The indentures give us broad authority to set the particular terms of each series of debt securities, including the right to modify certain of the terms contained in the indenture. We will describe the specific terms of a series of debt securities and the extent, if any, to which the specific terms of the debt securities modify the terms of the relevant indenture in the prospectus supplement relating to the debt securities.
Meridian Corporation is a bank holding company and almost all of our operating assets are owned by Meridian Bank. We are a legal entity separate and distinct from Meridian Bank. We rely primarily on dividends from Meridian Bank to meet our obligations. There are regulatory limitations on the payment of dividends directly or indirectly to us from Meridian Bank. Accordingly, our debt securities will be effectively subordinated to all existing and future liabilities of Meridian Bank, and holders of our debt securities should look only to our assets for payments of the debt securities.
As used in this section only, “Meridian Corporation,” “Meridian,” the “Company,” “we,” “our” or “us” refer to Meridian Corporation, excluding our subsidiaries, unless expressly stated or the context otherwise requires.
General
The indentures do not limit the aggregate principal amount of debt securities that we may issue and provide that we may issue debt securities under the indentures from time to time in one or more series.
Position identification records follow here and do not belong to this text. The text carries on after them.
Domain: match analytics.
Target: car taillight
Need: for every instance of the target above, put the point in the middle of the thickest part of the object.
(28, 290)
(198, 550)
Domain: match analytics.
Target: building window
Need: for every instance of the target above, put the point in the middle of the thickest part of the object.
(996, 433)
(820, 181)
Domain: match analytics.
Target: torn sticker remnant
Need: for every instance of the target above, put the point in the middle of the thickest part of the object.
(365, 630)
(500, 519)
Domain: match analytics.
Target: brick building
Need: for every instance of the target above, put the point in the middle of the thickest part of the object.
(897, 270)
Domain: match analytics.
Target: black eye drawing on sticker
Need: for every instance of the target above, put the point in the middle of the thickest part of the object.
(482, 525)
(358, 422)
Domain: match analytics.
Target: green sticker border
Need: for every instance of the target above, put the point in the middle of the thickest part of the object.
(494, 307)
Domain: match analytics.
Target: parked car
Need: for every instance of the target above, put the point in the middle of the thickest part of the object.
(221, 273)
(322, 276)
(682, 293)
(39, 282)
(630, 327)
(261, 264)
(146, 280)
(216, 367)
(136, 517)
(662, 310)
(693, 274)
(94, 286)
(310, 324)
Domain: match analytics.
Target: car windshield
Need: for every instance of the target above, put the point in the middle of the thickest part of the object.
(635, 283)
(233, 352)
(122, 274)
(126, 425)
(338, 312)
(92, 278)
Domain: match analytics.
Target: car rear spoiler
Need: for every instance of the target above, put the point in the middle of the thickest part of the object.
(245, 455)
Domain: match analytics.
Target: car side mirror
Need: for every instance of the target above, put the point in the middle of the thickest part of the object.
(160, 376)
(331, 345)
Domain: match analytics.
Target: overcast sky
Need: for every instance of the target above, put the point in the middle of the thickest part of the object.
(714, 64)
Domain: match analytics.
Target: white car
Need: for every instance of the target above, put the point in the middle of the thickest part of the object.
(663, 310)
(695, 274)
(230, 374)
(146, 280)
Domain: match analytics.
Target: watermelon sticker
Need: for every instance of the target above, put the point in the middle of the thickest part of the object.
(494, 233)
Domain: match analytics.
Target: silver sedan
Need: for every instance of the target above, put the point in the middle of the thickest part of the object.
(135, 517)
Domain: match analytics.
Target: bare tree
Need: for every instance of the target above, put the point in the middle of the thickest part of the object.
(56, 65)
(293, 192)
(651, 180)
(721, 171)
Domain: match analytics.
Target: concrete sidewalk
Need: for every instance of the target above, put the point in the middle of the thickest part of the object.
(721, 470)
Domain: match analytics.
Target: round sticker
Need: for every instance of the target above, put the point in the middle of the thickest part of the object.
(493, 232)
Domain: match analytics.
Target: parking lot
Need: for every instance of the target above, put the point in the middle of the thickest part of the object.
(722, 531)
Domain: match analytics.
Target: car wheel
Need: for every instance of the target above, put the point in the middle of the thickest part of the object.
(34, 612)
We may from time to time, without giving notice to or seeking the consent of the holders of the debt securities of any series, issue debt securities having the same ranking and the same terms (other than the public offering price, issue date, payment of interest accruing prior to the issue date and, under some circumstances, the first interest payment date) as the debt securities of a previously issued series. Any additional debt securities having such identical terms, together with the debt securities of the applicable series previously issued, will constitute a single series of debt securities under the applicable indenture.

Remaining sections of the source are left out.